John, essentially, the intelligence chairman is questioning The New York Times report, saying he thinks Comey would have brought that up. He also said that he believes the onus is on The New York Times to present this memo, not just have someone read from it.
He went even further, John, further, and said that he thinks there is a very legitimate question, in his mind, as to whether someone out there in the intelligence community or elsewhere is trying to undermine the president.
That's one of the strongest reactions we have had in the president's favor on Capitol Hill today.
And beginning to question the intelligence community.
Olivier, all this is happening as President Trump is about to leave on his first overseas trip.
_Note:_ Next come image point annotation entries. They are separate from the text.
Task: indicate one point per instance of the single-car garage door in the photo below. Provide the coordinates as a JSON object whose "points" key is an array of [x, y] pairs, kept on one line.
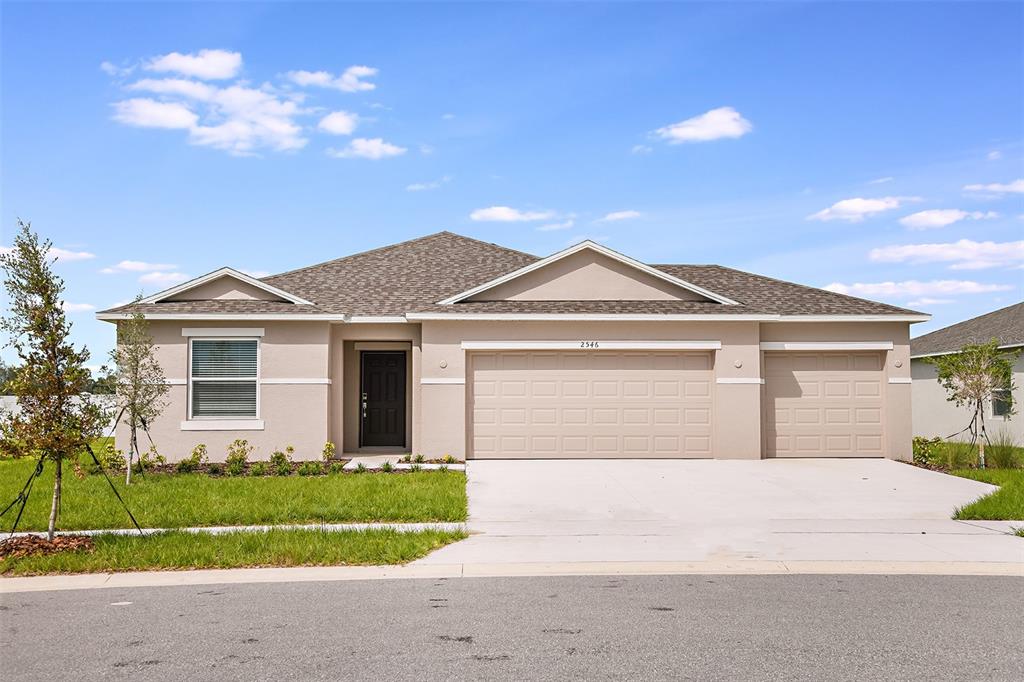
{"points": [[590, 403], [823, 405]]}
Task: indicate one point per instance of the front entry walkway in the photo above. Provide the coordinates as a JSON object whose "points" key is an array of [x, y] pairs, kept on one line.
{"points": [[718, 510]]}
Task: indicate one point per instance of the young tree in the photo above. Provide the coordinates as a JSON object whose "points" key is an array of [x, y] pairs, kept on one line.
{"points": [[972, 378], [138, 379], [56, 419]]}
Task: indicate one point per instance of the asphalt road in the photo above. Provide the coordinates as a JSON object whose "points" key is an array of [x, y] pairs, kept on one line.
{"points": [[683, 627]]}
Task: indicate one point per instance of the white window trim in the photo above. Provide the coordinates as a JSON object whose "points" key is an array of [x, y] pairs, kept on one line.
{"points": [[258, 379], [221, 331], [582, 344]]}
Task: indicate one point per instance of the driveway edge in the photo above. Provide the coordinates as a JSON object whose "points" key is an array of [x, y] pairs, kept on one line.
{"points": [[424, 571]]}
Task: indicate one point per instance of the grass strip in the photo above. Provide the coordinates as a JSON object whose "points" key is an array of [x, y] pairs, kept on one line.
{"points": [[170, 501], [1003, 505], [177, 550]]}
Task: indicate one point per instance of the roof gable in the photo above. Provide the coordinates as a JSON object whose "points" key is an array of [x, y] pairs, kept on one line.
{"points": [[224, 284], [587, 271], [1005, 325]]}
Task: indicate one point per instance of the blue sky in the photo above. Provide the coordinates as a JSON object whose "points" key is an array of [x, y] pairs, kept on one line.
{"points": [[878, 148]]}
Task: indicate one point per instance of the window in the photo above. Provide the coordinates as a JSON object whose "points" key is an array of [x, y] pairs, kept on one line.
{"points": [[1000, 402], [223, 379]]}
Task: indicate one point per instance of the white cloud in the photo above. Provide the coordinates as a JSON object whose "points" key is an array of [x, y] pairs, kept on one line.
{"points": [[113, 70], [368, 148], [67, 255], [163, 279], [349, 81], [941, 217], [238, 119], [77, 307], [339, 123], [1015, 187], [717, 124], [433, 184], [136, 266], [144, 113], [913, 288], [855, 210], [963, 255], [508, 214], [620, 215], [552, 226], [206, 65]]}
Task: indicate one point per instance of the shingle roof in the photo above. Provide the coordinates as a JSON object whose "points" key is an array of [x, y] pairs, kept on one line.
{"points": [[413, 275], [1006, 325]]}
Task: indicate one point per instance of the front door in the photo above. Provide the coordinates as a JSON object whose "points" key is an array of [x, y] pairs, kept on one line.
{"points": [[383, 398]]}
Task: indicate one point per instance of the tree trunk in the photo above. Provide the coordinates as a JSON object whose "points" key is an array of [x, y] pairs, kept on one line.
{"points": [[132, 448], [55, 506]]}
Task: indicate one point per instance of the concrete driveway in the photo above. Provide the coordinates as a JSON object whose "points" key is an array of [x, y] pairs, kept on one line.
{"points": [[715, 510]]}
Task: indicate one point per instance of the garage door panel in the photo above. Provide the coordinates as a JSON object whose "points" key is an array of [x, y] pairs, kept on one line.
{"points": [[592, 403], [837, 410]]}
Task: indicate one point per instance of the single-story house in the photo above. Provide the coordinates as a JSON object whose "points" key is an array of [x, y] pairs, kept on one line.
{"points": [[449, 345], [933, 414]]}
How do you think this is going to affect the trip?
Well, you know, they were already pretty much — pretty stressed out about this trip. It's his first foreign trip. It's big. It's high-stakes. It's high-profile, you know, Riyadh, and Israel, and the Vatican, and NATO, and a group of rich countries.
I don't know how much it's going to affect the trip, except that, if there's a drip, drip, drip of revelations, which certainly The New York Times suggests, given that Comey documented every think interaction he had with the president, that's certainly a possibility, I think you have to just look at H.R. McMaster's briefing today, which was originally designed as a briefing about the trip.
He read us roughly the schedule, but then — with questions about the intelligence. And so it's going to be a pretty big distraction, I think, from what the president's — president wants the agenda to be.
Lisa, very quickly, Senate Majority Leader Mitch McConnell today said he wanted a little less drama, a little less — more focus on the agenda. Is this getting in the way?
It is a distraction. Republicans tell you that across the board. They are still hoping to get a health care plan out of the Senate as early as July, but, more and more, John, people say that's optimistic. They're now talking about August, September for health care and tax reform.
Lisa Desjardins on Capitol Hill, Olivier Knox of Yahoo! News at the White House, thank you both.